[725] Empedoklês, ap. Aristot. Rhetoric. i, 14, 2; Sextus Empiric. ix, 127; Plutarch, De Esu Carnium, pp. 993, 996, 997; where he puts Pythagoras and Empedoklês together, as having both held the doctrine of the metempsychosis, and both prohibited the eating of animal food. Empedoklês supposed that plants had souls, and that the souls of human beings passed after death into plants as well as into animals. “I have been myself heretofore (said he) a boy, a girl, a shrub, a bird, and a fish of the sea.”

ἤδη γάρ ποτ᾽ ἐγὼ γενόμην κοῦρός τε κόρη τε,

θάμνος τ᾽, οἴωνός τε καὶ ἐξ ἁλὸς ἔμπυρος ἰχθύς.

(Diogen. L. viii, 77; Sturz. ad Empedokl. Frag. p. 466.) Pythagoras is said to have affirmed that he had been not only Euphorbus in the Grecian army before Troy, but also a tradesman, a courtezan, etc., and various other human characters, before his actual existence; he did not, however, extend the same intercommunion to plants, in any case.

The abstinence from animal food was an Orphic precept as well as a Pythagorean (Aristophan. Ran. 1032).

[726] Strabo, vi, p. 263; Diogen. L. viii, 40.

[727] Diogen. Laërt. ix, 18.

[728] Herodot. iii, 131; Strabo, vi, p. 261: Menander de Encomiis, p. 96, ed. Heeren. Ἀθηναίους ἐπὶ ἀγαλματοποιΐα τε καὶ ζωγραφικῇ, καὶ Κροτωνιάτας ἐπὶ ἰατρικῇ, μέγα φρονῆσαι, etc.

The Krotoniate Alkmæon, a younger contemporary of Pythagoras (Aristotel.

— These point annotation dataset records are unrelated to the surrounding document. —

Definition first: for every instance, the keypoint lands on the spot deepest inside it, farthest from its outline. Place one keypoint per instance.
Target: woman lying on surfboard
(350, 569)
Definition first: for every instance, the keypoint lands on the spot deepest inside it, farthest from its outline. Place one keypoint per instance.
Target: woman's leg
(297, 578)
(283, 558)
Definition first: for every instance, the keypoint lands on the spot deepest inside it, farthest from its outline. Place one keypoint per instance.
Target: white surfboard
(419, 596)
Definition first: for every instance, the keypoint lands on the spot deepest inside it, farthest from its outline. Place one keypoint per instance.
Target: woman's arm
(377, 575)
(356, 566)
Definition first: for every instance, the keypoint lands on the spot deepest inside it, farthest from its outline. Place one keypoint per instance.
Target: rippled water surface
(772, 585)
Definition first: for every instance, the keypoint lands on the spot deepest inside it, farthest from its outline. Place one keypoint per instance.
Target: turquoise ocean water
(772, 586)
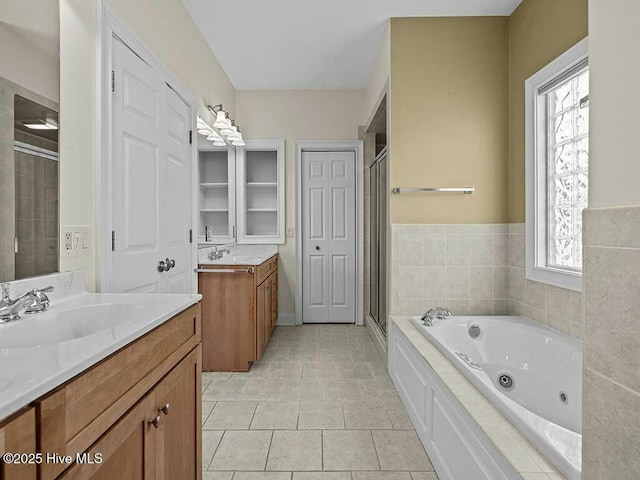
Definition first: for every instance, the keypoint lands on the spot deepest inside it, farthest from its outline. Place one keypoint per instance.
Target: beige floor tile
(381, 476)
(242, 450)
(285, 370)
(315, 415)
(400, 450)
(424, 476)
(257, 370)
(217, 475)
(399, 418)
(365, 416)
(348, 450)
(206, 410)
(210, 442)
(262, 476)
(231, 416)
(224, 390)
(275, 416)
(341, 389)
(295, 450)
(321, 476)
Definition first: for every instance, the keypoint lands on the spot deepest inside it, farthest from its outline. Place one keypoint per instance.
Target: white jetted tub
(533, 374)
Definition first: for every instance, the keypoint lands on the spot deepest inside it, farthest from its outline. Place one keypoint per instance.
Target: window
(557, 157)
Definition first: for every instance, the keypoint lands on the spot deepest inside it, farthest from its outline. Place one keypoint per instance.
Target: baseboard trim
(286, 319)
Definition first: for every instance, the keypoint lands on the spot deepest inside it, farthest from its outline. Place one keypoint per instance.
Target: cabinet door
(178, 403)
(260, 191)
(128, 449)
(217, 194)
(19, 436)
(262, 304)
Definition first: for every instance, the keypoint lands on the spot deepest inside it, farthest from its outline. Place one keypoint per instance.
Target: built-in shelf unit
(260, 183)
(217, 193)
(241, 193)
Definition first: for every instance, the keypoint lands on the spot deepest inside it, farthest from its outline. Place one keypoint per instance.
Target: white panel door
(176, 195)
(329, 237)
(138, 170)
(151, 180)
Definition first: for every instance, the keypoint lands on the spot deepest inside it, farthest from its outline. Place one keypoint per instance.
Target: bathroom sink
(65, 325)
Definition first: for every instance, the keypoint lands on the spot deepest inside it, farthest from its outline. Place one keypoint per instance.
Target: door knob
(155, 421)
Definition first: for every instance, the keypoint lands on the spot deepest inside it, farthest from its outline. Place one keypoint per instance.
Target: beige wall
(449, 115)
(167, 29)
(29, 66)
(379, 77)
(297, 115)
(614, 169)
(539, 31)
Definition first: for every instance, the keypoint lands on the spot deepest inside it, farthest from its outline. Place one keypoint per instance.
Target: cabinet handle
(155, 421)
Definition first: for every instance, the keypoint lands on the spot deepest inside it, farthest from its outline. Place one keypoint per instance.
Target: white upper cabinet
(241, 193)
(260, 192)
(217, 194)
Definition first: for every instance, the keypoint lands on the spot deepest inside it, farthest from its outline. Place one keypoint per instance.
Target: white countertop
(27, 373)
(240, 255)
(517, 450)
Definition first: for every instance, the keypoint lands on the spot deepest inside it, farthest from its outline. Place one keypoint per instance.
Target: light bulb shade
(232, 130)
(221, 120)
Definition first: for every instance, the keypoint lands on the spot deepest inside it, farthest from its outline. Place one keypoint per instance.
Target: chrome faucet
(430, 315)
(216, 254)
(34, 301)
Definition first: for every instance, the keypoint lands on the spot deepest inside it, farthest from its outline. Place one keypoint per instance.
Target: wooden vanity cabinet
(140, 409)
(18, 435)
(239, 312)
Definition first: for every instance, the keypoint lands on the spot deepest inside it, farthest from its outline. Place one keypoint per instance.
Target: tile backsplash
(476, 269)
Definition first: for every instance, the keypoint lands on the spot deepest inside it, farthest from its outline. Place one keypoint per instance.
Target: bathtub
(531, 373)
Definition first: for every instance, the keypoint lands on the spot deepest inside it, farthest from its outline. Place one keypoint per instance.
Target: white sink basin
(64, 325)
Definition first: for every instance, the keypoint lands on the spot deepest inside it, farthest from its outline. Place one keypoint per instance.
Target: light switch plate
(75, 240)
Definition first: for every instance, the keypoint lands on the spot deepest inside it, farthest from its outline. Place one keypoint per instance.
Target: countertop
(240, 255)
(28, 373)
(517, 450)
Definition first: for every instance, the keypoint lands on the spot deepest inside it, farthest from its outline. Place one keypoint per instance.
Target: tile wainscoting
(611, 421)
(474, 269)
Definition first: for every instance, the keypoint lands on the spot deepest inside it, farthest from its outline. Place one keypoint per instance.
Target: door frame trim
(108, 26)
(355, 146)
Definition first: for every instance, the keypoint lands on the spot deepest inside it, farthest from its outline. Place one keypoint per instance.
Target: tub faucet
(439, 313)
(34, 301)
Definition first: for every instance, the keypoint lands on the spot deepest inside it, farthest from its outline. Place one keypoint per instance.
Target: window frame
(536, 178)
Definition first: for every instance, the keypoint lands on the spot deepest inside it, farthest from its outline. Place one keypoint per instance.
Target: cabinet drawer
(265, 269)
(78, 413)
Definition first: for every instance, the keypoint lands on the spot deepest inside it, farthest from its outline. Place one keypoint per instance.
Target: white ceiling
(302, 44)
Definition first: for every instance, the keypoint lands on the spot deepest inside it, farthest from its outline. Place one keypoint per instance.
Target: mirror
(29, 98)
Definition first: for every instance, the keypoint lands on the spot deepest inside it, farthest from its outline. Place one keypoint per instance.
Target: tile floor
(318, 406)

Metaph. i, 5), is among the earliest names mentioned as philosophizing upon physical and medical subjects. See Brandis, Handbuch der Geschicht. der Philos. sect. lxxxiii, p. 508, and Aristotel. De Generat. Animal. iii, 2, p. 752, Bekker.

The medical art in Egypt, at the time when Pythagoras visited that country, was sufficiently far advanced to excite the attention of an inquisitive traveller,—the branches of it minutely subdivided and strict rules laid down for practice (Herodot. ii, 84; Aristotel. Politic, iii, 10, 4).